The collective move by Celestia, Pyth, StarkNet, and Jupiter Exchange to launch or announce airdrops underlines a shared constructive outlook on the market. It’s an indicator that these projects are confident enough to engage the public with new tokens, a move usually avoided in bearish and illiquid conditions.
Core Strategy
Based on robust capital inflows, heightened spot market volumes, significant institutional participation, renewed enthusiasm for an upcoming ETF, and an emerging Flight to Safety narrative, we believe it’s an opportune time to be fully deployed in the market. While we expect Ethereum (ETH) to gain some tactical ground on Bitcoin (BTC) in the next month, BTC’s dominance is likely to persist, interspersed with occasional outperformance from select altcoins.

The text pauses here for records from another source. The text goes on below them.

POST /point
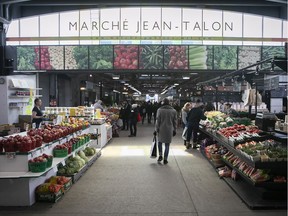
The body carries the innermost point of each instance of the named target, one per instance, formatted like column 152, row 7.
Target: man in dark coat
column 166, row 123
column 133, row 119
column 126, row 115
column 193, row 119
column 149, row 111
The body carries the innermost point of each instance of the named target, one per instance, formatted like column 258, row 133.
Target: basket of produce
column 37, row 165
column 60, row 151
column 61, row 180
column 49, row 192
column 49, row 159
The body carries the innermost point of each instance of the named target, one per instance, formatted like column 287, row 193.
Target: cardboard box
column 3, row 127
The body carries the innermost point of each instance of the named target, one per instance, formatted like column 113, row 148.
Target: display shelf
column 76, row 176
column 16, row 96
column 55, row 163
column 18, row 88
column 270, row 185
column 253, row 197
column 277, row 165
column 15, row 107
column 256, row 197
column 210, row 161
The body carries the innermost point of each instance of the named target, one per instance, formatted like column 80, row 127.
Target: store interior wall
column 64, row 91
column 44, row 84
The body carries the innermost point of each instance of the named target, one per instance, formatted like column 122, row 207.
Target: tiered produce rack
column 256, row 195
column 15, row 177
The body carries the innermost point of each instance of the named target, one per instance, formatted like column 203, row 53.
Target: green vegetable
column 101, row 57
column 151, row 57
column 272, row 51
column 225, row 57
column 82, row 155
column 26, row 58
column 81, row 56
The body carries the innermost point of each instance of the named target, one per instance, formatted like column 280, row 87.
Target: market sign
column 146, row 25
column 271, row 83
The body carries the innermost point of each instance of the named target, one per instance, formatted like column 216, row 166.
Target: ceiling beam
column 13, row 2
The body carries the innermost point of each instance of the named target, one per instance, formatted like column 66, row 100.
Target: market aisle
column 125, row 181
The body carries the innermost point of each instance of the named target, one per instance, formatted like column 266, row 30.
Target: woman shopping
column 37, row 114
column 133, row 119
column 194, row 116
column 166, row 123
column 184, row 113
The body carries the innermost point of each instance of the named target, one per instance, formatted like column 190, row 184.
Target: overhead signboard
column 146, row 25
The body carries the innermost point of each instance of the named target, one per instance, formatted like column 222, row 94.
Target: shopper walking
column 143, row 111
column 209, row 107
column 37, row 114
column 154, row 109
column 166, row 123
column 126, row 115
column 230, row 111
column 222, row 106
column 184, row 113
column 149, row 112
column 98, row 105
column 133, row 119
column 193, row 119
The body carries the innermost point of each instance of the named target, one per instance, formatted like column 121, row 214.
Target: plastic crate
column 60, row 152
column 37, row 167
column 49, row 162
column 50, row 197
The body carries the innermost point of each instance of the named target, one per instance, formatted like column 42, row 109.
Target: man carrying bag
column 153, row 151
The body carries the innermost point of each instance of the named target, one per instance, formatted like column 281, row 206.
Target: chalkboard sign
column 279, row 93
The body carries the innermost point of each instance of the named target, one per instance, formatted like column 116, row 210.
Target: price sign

![Respecting the Pump](https://cdn2.fsinsight.com/wp-content/uploads/2023/11/image-63.png)
We also found that some might benefit from us listing a brief summary of our theses behind each component of the Core Strategy. We will include in our strategy notes going forward:
- Bitcoin (BTC): Censorship-resistant money that serves as a liquidity sink in developed markets and base layer money in the global south. It is provably decentralized and can be used to build out a more robust, green energy grid throughout the globe. Potential catalysts include Grayscale vs. SEC, Spot ETF, the halving (April 2024), potential nation-state adoption.
- Ethereum (ETH): Distributed internet architecture whose proven use cases include the distribution of fiat currencies on global rails and a venue through which one can exchange digital assets globally in a permissionless fashion. Potential to supplant rent-seeking intermediaries via immutable smart contracts and digital ownership rights. Key catalysts include Futures ETF, Grayscale vs. SEC, bitcoin halving (indirect catalyst).
- Solana (SOL -5.05% ): The monolithic competitor to Ethereum’s layered strategy. High throughput L1 relying on the eventual reduction in hardware costs to scale. Goal is to be a global shared state operating at the speed of light. A hated token due to affiliation with SBF but has proven resilient.
- Optimism (OP 7.70% ) & Arbitrum (ARB -0.01% ): As ETH looks to scale in layers, more applications and users will migrate to layer 2 networks. The two leaders in this arena with publicly traded tokens are poised to outperform as we near EIP 4844.